A renewable energy credit (REC) is a certificate corresponding to the environmental attributes of energy produced from renewable sources such as wind or solar. RECs were created as a means to track progress towards and compliance with states' Renewable Portfolio Standards (RPS), meant to support a cleaner generation mix.

RECs should not be confused with the tax credits that renewable energy projects are eligible to receive. In the United States, as part of the 2009 economic stimulus package, renewable Energy Rebate Programs are in place. Currently, solar is eligible for a 30% federal tax credit.
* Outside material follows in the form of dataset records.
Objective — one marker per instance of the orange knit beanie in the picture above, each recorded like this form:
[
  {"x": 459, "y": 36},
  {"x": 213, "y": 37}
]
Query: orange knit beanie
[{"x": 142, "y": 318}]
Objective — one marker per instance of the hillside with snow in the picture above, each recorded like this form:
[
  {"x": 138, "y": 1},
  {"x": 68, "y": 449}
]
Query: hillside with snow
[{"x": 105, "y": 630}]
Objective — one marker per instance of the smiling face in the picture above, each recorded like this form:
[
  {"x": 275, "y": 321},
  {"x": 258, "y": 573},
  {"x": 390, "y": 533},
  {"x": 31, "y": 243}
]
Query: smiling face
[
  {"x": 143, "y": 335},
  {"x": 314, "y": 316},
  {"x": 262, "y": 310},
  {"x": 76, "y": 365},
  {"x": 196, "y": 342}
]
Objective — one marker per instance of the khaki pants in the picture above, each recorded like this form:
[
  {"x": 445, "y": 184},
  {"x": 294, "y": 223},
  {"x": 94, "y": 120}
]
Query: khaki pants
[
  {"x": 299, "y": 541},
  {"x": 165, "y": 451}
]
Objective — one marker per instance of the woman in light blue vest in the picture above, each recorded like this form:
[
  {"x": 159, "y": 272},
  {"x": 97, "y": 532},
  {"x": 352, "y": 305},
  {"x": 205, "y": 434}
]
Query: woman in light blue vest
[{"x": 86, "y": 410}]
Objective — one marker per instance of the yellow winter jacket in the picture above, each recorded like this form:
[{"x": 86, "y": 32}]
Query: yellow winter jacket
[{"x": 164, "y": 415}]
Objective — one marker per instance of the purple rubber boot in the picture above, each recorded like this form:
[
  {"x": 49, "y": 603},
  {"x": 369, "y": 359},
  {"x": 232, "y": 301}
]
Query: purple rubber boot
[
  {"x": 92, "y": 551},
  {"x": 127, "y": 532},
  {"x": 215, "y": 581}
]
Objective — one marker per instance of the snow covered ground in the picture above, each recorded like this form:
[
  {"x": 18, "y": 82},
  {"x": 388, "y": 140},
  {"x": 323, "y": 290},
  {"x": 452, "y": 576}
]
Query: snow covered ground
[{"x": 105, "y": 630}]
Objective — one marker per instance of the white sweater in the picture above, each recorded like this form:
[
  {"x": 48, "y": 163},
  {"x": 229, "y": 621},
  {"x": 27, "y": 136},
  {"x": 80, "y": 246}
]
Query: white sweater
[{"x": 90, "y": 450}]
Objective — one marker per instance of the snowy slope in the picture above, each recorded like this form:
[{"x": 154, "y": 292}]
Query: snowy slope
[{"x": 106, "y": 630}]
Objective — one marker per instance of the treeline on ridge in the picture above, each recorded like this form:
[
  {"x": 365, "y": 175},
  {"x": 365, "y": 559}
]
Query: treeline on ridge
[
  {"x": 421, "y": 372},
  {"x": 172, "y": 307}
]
Renewable energy credits are one of two main outputs or benefits from generation of new power from renewable sources. Renewable power generation creates actual power in the form of electricity, and environmental benefits to society from “green” power production – such as minimizing pollution and slowing the rate finite fuel resources are used. The actual power is sold into the local grid, and the societal benefits are sold in the form of Renewable Energy Credits or “RECs”, sold separately as a commodity into the marketplace. While RECs are not actually a measure of power, each REC represents one megawatt hour (MWh) of renewable-generated energy. For each REC purchased the customer is able to claim the equivalent MWh of energy reduction as an offset to their conventional energy use. Because RECs provide an additional revenue stream to renewable energy projects, they are essentially a subsidy meant to allow clean resources to economically compete with fossil fuel–based resources.

Opponents highlight that by purchasing RECs a customer can claim emissions “reduction” even if they do not actually reduce their end-use at all - or even increase it. Proponents counter that more REC purchases drive increased production of renewable power which can replace conventional production.